ITT estimates of the effect of hormone therapy on CHD

The estimated average hazard ratio of CHD for initiators versus noninitiators was 0.96 (95% CI = 0.78–1.18) when the entire follow-up time was included in the analysis (Table 3). The HR was 1.83 (1.05–3.17) when the analysis was restricted to the first year of follow-up, 1.42 (0.92–2.20) for the first two years, 1.11 (0.84–1.47) for the first five years, and 1.00 (0.78–1.28) for the first eight years. Equivalently, the HR was 0.96 (0.66–1.39) during years 2–5, 0.81 (0.51–1.28) during years 5–8, and 0.87 (0.58–1.30) after year 8. We did not find a strong indication of heterogeneity across “trials” (Wald tests P-values 0.24 and 0.15 for the overall HR). Figure 2A shows that the estimated proportion of women free of CHD during the first five years of follow-up was lower in initiators of estrogen plus progestin therapy than in noninitiators of hormone therapy. By year eight, however, this proportion was greater in initiators.

Figure 2
Proportion of women free of CHD by baseline treatment group in the Nurses’ Health Study “trials”
Table 3
Estimates of the intention-to-treat effect of initiation of estrogen/progestin therapy on the incidence of CHD events in the NHS “trials”

We next examined effect modification, stratifying our ITT estimates by age, time since menopause, and period of follow-up (Table 3). The HR was 0.84 (CI = 0.61–1.14) in women within 10 years of menopause at baseline, and 1.12 (0.84–1.48) in the others (86 % of initiators in this latter group initiated therapy 10 to 20 years after menopause). Similarly, the HRs were 0.86 (0.65–1.14) in women under age 60 at baseline, and 1.15 (0.85–1.57) in the others. Figures 2B and 2C show the estimated proportion of women free of CHD by initiator status and time since menopause. The p-value from a log-rank test for the equality of the survival curves was 0.70 for the entire population, 0.27 for women within 10 years of menopause, and 0.43 for the others.

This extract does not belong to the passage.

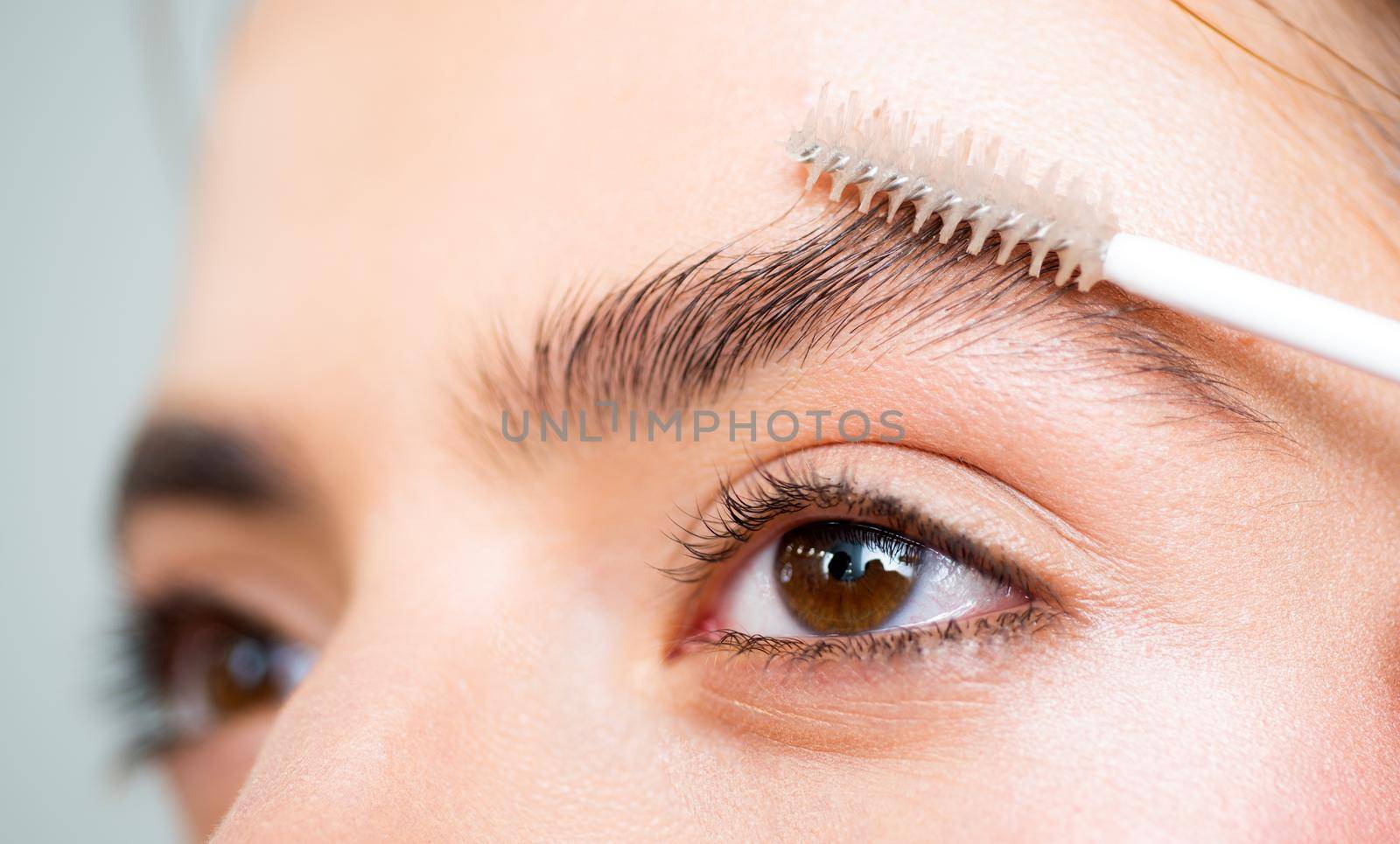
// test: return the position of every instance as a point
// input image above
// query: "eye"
(844, 578)
(196, 665)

When we repeated the analyses with no past use of hormone therapy as an additional eligibility criterion (26,797 eligible women, 767 CHD events), the HR was 0.79 (CI = 0.60–1.03) for the entire follow-up and 1.49 (0.88–2.54) in the first two years (Table 4). The HR was 0.66 (0.44–0.98) in women within 10 years of menopause at baseline, and 1.02 (0.70–1.50) in the others. The appendix includes additional analyses to document the generally small sensitivity of the results regarding the assignment of the month of therapy initiation (A1), the inclusion of women under age 50 (A2), the exclusion of women who died between the start of follow-up and the return of the baseline questionnaire (A3), the adjustment for confounding by covariates in the proportional hazards model rather than by propensity score methods (A4), and the assumption of possible unmeasured confounding for therapy discontinuation (A5).

Table 4
Estimates of the intention-to-treat effect of initiation of estrogen/progestin therapy on the incidence of CHD events among women with no history of hormone use in the NHS “trials”

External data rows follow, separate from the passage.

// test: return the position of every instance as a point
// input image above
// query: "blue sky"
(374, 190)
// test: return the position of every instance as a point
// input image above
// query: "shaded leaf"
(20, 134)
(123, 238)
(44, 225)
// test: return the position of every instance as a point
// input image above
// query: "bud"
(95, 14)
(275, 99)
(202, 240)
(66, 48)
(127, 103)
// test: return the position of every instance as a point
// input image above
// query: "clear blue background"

Adherence-adjusted effect estimates

Figure 3 show the adherence in initiators and noninitiators. The estimated inverse probability weights had mean 1.02 (range = 0.02–30.7) in initiators, and 1.00 (0.17–19.3) in noninitiators. The inverse probability weighted HRs were 0.98 (CI = 0.66–1.49) for the entire follow-up, 1.53 (0.80–2.95) for the first year, 1.61 (0.97–2.66) for the first two years, 1.14 (0.74–1.76) for the first five years, and 0.99 (0.66–1.50) for the first eight years. The HR was 0.65 (0.30–1.38) during years 2–5, 0.47 (0.14–1.58), during years 5–8, and 0.85 (0.22–3.19) after year 8. The large standard errors that increase with time reflect the fact that few women continued on hormone therapy for long periods. We also examined the effect modification by age and time since menopause (Table 5). Figure 4 shows the estimated adherence-adjusted proportions of women free of CHD. The p-value from a log-rank test for the equality of the survival curves was 0.91 for the entire population, 0.24 for women within 10 years after menopause, and 0.40 for the others.

Figure 3
Proportion of women who adhered to their baseline treatment in the Nurses’ Health Study “trials”
Figure 4
Proportion of women free of CHD under full adherence with the baseline treatment in the Nurses’ Health Study “trials”
Table 5
Estimates of the (adherence-adjusted) effect of continuous estrogen/progestin therapy versus no hormone therapy on the incidence of CHD events in the NHS “trials”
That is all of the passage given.